I'm running into the same error mentioned here:
When I have:
spec:
replicas: 1
selector:
matchLabels:
app: traefik
template:
metadata:
labels:
app: traefik
spec:
serviceAccountName: traefik-ingress-controller
containers:
- name: traefik
image: traefik:v2.3
args:
- --api.insecure
- --accesslog
- --entrypoints.web.Address=:80
- --entrypoints.websecure.Address=:443
- --providers.kubernetescrd
- --certificatesresolvers.myresolver.acme.tlschallenge
- --certificatesresolvers.myresolver.acme.email=aaron@ctrl-alt-it.com
- --certificatesresolvers.myresolver.acme.storage=acme.json
# Please note that this is the staging Let's Encrypt server.
# Once you get things working, you should remove that whole line altogether.
- --certificatesresolvers.default.acme.caserver=https://acme-staging-v02.api.letsencrypt.org/directory
ports:
- name: web
containerPort: 80
- name: websecure
containerPort: 443
- name: admin
containerPort: 8080
It issues the test certificate perfectly.
When I remove:
# Please note that this is the staging Let's Encrypt server.
# Once you get things working, you should remove that whole line altogether.
- --certificatesresolvers.default.acme.caserver=https://acme-staging-v02.api.letsencrypt.org/directory
...and reapply the config, the container restarts and a few seconds later I get:
2020-10-13T20:35:44.414405078Z time="2020-10-13T20:35:44Z" level=error msg="Unable to obtain ACME certificate for domains \"redacted.com\": unable to generate a certificate for the domains [redacted.com]: error: one or more domains had a problem:\n[redacted.com] acme: error: 400 :: urn:ietf:params:acme:error:connection :: Timeout during read (your server may be slow or overloaded), url: \n" providerName=myresolver.acme routerName=default-ingressroutetls-6d083b779d844aaf84a5@kubernetescrd rule="Host(`redacted.com`)"
If I put the staging resolver back in, it works.

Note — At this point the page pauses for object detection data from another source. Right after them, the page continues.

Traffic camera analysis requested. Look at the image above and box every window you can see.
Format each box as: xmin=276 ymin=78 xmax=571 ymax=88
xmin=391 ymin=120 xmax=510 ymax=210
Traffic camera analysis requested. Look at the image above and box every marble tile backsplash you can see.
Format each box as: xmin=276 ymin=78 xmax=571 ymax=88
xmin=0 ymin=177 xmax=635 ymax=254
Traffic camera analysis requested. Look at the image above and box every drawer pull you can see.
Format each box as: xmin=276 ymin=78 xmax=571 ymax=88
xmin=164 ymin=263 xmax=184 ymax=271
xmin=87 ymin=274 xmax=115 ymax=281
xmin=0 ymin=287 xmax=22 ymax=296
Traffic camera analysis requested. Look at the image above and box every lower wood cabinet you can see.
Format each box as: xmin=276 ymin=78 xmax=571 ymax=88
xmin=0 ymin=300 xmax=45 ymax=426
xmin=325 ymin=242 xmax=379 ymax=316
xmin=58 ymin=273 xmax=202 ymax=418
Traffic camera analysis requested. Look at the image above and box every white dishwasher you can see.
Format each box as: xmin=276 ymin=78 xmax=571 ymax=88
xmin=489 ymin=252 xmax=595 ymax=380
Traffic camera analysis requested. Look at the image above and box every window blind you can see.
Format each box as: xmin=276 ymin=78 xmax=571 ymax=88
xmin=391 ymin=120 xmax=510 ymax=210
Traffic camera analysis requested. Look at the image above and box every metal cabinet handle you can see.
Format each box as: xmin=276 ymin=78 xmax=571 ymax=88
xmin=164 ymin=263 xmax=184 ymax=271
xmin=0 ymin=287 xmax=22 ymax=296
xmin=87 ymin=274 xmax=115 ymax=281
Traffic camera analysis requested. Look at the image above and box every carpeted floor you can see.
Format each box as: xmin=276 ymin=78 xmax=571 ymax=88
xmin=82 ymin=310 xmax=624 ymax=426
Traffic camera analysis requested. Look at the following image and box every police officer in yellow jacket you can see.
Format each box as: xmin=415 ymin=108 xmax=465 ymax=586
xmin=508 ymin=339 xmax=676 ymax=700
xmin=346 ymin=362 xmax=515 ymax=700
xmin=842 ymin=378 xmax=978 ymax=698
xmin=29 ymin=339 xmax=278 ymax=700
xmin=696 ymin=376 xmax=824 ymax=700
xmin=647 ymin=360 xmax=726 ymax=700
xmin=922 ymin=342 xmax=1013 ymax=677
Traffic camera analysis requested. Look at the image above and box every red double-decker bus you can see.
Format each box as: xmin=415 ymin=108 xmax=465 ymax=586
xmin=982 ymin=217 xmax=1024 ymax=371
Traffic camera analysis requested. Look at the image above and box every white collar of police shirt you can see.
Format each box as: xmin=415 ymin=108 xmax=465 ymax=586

I finally 'tricked' it into working by removing the staging resolver, letting it error out, then changing my IngressRoute to:
apiVersion: traefik.containo.us/v1alpha1
kind: IngressRoute
metadata:
name: ingressroutetls
namespace: default
spec:
entryPoints:
- websecure
routes:
- match: HostSNI(`redacted.com`)
kind: Rule
services:
- name: portal
port: 80
tls:
certResolver: myresolver
If didn't like the HostSNI directive being there, so when I changed it back to Host, the traefik container DID NOT restart, but it got its config and updated.
There's nothing special about my k8s cluster. It's on DigitalOcean. It has the RBAC config installed, Prometheus for metrics, and a pretty simple Django application.
For the life of me, I can't figure out why Traefik times out when I apply the config for my app. Shouldn't the Traefik container retry getting the cert after a few minutes if it fails?